Cumhuriyet Bayramı’ kutluyoruz, ama kendisini ‘en Cumhuriyetçi’ bilenlerimiz bile kavramın gerçek anlamını gözardı ediyor...
Oysa, ‘Cumhuriyet’, en basit tanımıyla, yönetimin, mavi kanlıların veya babasından devralanların değil, halkın elinde olmasıdır...
Sizin anlayacağınız, Cumhuriyet sisteminde esas olan halktır ve halkın tercihleridir...
Halk da, bildiğimiz gibi, kendini yönetecekleri oylarıyla belirliyor...
Başka sistemlerden farklı olarak, Cumhuriyet, hiç kimseye imtiyaz, üstünlük tanımaz; halkın tercihiyle işbaşına gelenlerden de kendisiyle irtibat koparmamalarını bekler... Gerçekten ‘Cumhuriyet’ olan sistemlerde demokratik kurum ve kurallar egemendir; halkla arasına mesafe koyanların iktidara gelmeleri, gelmişse orada kalmaları zordur, neredeyse imkânsızdır...
Peki de CHP’liler bunu bilmiyorlar mı?
Hacdan dönen bir-iki kadın milletvekilinin başını örtme kararı vermesiyle başlayan tartışmaya Cumhuriyet bayramı arefesinde CHP’lilerin nasıl tepki gösterdiklerini işitmişsinizdir: TBMM’nin duruşuna ve geleneklerine sahip çıkacaklarmış... İçtüzüğün verdiği bütün imkânları kullanarak gereğini yerine getireceklermiş...
Aferin onlara...
Özellikle bu açıklamayı CHP liderinin bir ay sonra ABD’ye gideceği bilgisini verme amacıyla düzenledikleri basın toplantısında dillendirmeleri sebebiyle iki kez ‘aferin’...
Ülkemizde yaşayan vatandaşların yarısının kadın olduğunu varsayabiliriz... Kamuoyu yoklamaları oranın çok daha yüksek olduğuna işaret ediyor, ama biz mütevazı davranarak kadınlarımızın yarısının da başörtülü olduğunu kabul edelim...
Böyle bir ülkede tek bir başörtülü kadın milletvekilinin bulunmamasını nasıl anlatacaklar Amerikalılara?
Herhalde Amerikalılar CHP genel başkanına ‘Cumhuriyet’ kavramının bu tabloya ters düştüğünü hatırlatma ihtiyacı duyacaklardır...
ABD nüfusu içerisinde fazla bir yekün tutmadıkları halde Kongre’de iki müslüman üye (Minnesota’dan Keith Ellison ile Indiana’dan Andre Carson) bulunuyor.

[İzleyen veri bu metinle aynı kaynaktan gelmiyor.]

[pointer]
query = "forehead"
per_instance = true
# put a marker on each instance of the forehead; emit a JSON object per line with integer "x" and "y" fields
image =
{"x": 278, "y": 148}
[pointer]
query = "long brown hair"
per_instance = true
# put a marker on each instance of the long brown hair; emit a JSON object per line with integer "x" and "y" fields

Seçilmiş gelmişler... Acaba içlerinden biri kadın olsaydı ve Kongre’de başörtüsüyle bulunmak isteseydi, ABD’de kimsenin aklına ‘gelenekler’ gerekçesiyle karşı çıkmak gelir miydi?

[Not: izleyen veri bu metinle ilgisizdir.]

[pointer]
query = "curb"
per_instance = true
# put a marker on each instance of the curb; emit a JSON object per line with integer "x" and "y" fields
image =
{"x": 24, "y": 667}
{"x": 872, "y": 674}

2007 yılına kadar ABD Kongresi’nde müslüman üye bulunmuyordu; şimdi iki müslüman üyenin bulunması ‘geleneklere’ aykırı mı sayılacak?
Kongre, her oturumuna, aralarında Kur’an-ı Kerim’in de bulunduğu kutsal kitaplardan âyetler okunarak ve duayla başlıyor... ABD başkanları, her yıl, şubat ayının ilk perşembe sabahı, ‘milli dua kahvaltısı’ için özel konuklarını ağırlıyor...
Din ağırlıklı sohbetler sonrasında siyasiler hep beraber dua ediyorlar...
Böyle bir ülke, CHP’nin kapısını çalmaya hazırlandığı Amerika...
Gelenekler bu denli önemliyse CHP için, her şeyden önce üzerinde düşünmeleri gereken bir başka nokta var: Birilerinin ‘icazet alma’ amaçlı olduğunu iddia etmesine yol açan ABD’ye çıkartma yapma CHP geleneklerine uygun mu? Değil, ama görüyorsunuz, şartlar CHP’yi geleneğini bozmaya zorluyor...
Türkiye’nin bugünkü şartları da, çok farklı dönemlerde oluşmuş ‘başörtüsüz Meclis’ geleneğini bozmayı gerektiriyor...
O dönemler, Meclis’te kadın sayısının az olduğu, Anadolu’nun henüz sisteme kendini uyarlama sıkıntısı çektiği dönemlerdi. Her seçimde kadın milletvekili sayısı artıyor ve Anadolu halkı siyasete ağırlığını bizzat koyuyor.
Yoksa ‘halksız demokrasi’ dönemlerini mi özlüyor CHP?